There are many things about Christianity that are so arrestingly beautiful...a God who came to die for His people, for example, that I have never been able to move away from a love for Jesus. However, I had a number of years when many parts of the Bible were terribly confusing, even angering to me. How could God tell Abraham to sacrifice Isaac? How could God command the Israelites to commit genocide against the Canaanites? At times I used these questions as a reason to walk away from the faith entirely. Then I had the privilege of going to a university with scholars who understood God's story. They helped me see His goodness and justice as he has worked over thousands of years to reach a dark, fallen, sinful race of humans with His plan of salvation. My deep desire is to give others a chance to see God's glory in His story...the story that is our well.

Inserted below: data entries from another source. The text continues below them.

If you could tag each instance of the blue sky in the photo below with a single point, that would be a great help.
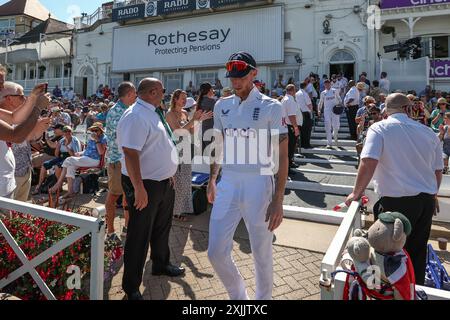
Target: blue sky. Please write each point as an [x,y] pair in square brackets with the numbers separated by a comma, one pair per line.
[65,10]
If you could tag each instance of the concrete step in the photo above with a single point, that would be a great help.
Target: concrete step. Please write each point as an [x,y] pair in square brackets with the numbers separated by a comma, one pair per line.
[326,172]
[324,135]
[343,190]
[322,129]
[325,161]
[323,142]
[333,152]
[344,124]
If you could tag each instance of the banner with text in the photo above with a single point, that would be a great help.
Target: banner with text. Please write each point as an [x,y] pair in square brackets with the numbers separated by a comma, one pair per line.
[440,69]
[390,4]
[200,41]
[129,12]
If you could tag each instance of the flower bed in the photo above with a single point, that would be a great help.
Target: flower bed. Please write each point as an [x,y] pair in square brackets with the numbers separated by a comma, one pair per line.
[34,235]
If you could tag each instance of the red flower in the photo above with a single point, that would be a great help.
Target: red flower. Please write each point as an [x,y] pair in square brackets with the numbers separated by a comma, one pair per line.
[68,295]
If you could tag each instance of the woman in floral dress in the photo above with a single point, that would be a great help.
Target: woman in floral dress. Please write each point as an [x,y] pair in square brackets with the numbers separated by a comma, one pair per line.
[182,126]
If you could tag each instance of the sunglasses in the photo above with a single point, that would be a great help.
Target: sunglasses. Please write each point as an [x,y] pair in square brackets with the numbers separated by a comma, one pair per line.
[238,65]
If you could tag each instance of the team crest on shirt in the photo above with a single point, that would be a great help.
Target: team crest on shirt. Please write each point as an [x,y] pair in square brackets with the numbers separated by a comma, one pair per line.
[256,112]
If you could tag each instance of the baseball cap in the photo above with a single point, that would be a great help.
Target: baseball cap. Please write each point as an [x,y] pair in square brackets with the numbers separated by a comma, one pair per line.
[361,85]
[190,102]
[240,70]
[442,101]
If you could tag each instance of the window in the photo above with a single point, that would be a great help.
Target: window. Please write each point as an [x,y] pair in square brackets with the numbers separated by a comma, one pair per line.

Story 3: The Covenants of Abraham and Moses


Parted Seas

The story of the Old Testament is a beautiful one. Yet it is sad story. It is the tale of an amazing Kingdom that was invaded by the poisonous enemy of its righteous King.  The worst part was that the King’s own servants betrayed Him. When Adam and Eve believed Satan and rejected God, it was a mutiny.  It brought the twisted rebellion of their new master into the very depths of their own hearts.  And because they had been given the incredible honor of being the stewards of God’s beautiful creation, they brought their corruption down upon everything else.  God had given them a world without suffering or death, and they sabotaged it.  The broken world where we now live  is not what we were made for.  Yet even in the middle of Adam and Eve’s rebellion, God continued to pursue His plan to bless humanity. He knew their weaknesses and His love was so great that in spite of their horrific betrayal, He longed to bring them back to Himself again.  God made a promise that one day, a descendant of Eve would crush the head of Satan.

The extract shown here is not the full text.